EXIGER LE DEPART DE LA MINUSCA AUJOURD’HUI, C’EST VERSER...

Mercredi 26 octobre 2016 : 09h40

EXIGER LE DEPART DE LA MINUSCA AUJOURD’HUI, C’EST VERSER DE L’HUILE SUR LE FEU : LA SOCIETE CIVILE DOIT SE RESSAISIR

Minusca 5Où était la société civile centrafricaine quand les mercenaires étrangers tuaient, pillaient, violaient, incendiaient, braquaient sous le règne de Michel Djotodia ? Nulle part. La société civile en ce temps-là n’existait que de nom. Il a fallu le courage du peuple centrafricain, sans une arme en main pour s’opposer à la rage destructrice des mercenaires qui se trouvaient au sein de l’ex-coalition.
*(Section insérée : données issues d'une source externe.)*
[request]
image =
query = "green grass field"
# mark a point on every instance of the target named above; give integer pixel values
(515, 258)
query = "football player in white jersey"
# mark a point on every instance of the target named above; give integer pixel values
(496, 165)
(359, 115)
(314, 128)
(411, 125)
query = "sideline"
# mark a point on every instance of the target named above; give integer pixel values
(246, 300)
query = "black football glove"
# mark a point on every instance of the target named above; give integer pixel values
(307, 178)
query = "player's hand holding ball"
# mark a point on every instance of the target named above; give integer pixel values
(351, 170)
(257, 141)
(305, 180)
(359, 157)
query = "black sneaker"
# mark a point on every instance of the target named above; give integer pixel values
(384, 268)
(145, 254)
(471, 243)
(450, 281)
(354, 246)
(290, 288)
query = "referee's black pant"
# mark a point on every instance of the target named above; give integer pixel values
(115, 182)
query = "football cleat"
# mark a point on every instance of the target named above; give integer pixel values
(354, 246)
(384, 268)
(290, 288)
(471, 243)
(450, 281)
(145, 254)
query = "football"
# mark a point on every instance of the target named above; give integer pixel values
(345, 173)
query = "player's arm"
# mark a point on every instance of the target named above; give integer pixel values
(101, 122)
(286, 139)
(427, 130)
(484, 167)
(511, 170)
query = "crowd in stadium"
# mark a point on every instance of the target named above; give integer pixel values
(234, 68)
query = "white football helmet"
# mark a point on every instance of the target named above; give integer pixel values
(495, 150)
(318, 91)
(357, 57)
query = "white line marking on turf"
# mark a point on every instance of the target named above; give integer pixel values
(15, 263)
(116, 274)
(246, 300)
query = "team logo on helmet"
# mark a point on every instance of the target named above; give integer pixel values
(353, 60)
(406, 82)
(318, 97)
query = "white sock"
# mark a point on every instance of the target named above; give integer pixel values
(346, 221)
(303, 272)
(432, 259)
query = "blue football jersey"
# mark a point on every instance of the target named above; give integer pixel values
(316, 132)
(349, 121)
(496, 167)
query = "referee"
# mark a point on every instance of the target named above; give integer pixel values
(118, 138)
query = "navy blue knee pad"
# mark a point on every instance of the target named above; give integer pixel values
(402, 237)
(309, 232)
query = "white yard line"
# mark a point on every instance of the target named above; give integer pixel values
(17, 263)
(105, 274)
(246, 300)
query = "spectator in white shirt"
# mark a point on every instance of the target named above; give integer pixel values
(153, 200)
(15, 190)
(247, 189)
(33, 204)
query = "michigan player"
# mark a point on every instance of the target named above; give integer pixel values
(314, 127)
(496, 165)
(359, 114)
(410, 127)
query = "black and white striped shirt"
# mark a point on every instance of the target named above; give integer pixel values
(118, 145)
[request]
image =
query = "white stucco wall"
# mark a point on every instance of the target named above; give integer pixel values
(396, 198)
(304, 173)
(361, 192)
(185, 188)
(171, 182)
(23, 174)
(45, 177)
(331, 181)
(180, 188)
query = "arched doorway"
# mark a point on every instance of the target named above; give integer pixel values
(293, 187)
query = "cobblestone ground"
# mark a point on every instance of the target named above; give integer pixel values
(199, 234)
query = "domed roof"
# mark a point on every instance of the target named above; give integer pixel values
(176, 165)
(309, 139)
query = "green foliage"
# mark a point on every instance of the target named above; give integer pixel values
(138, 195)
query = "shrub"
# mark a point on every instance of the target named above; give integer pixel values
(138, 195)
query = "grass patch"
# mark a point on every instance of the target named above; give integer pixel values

Si les forces internationales ( Sangaris et Minusca ) n’étaient pas déployées à temps en RCA, ceux-là qui ont trouvé aujourd’hui leur langue pour parler devraient être enterrés depuis fort longtemps. Comment expliquer l’attitude de ces mêmes personnes qui, hier ont pris la tangente pour aller trouver refuge chez ces forces internationales, mais aujourd’hui exigent leur départ malgré la situation sécuritaire alarmante du pays ? Et si la Minusca décide aujourd’hui de partir, la société civile sera-t-elle réellement en mesure de protéger la population civile sans les Forces de Défense et de Sécurité ? Les auteurs de cette pétition qui exigent le départ de la Minusca, ont-ils pesé les conséquences des actes qu’ils posent ? La société civile doit se ressaisir. Autant d’interrogations qui nous rendent perplexes.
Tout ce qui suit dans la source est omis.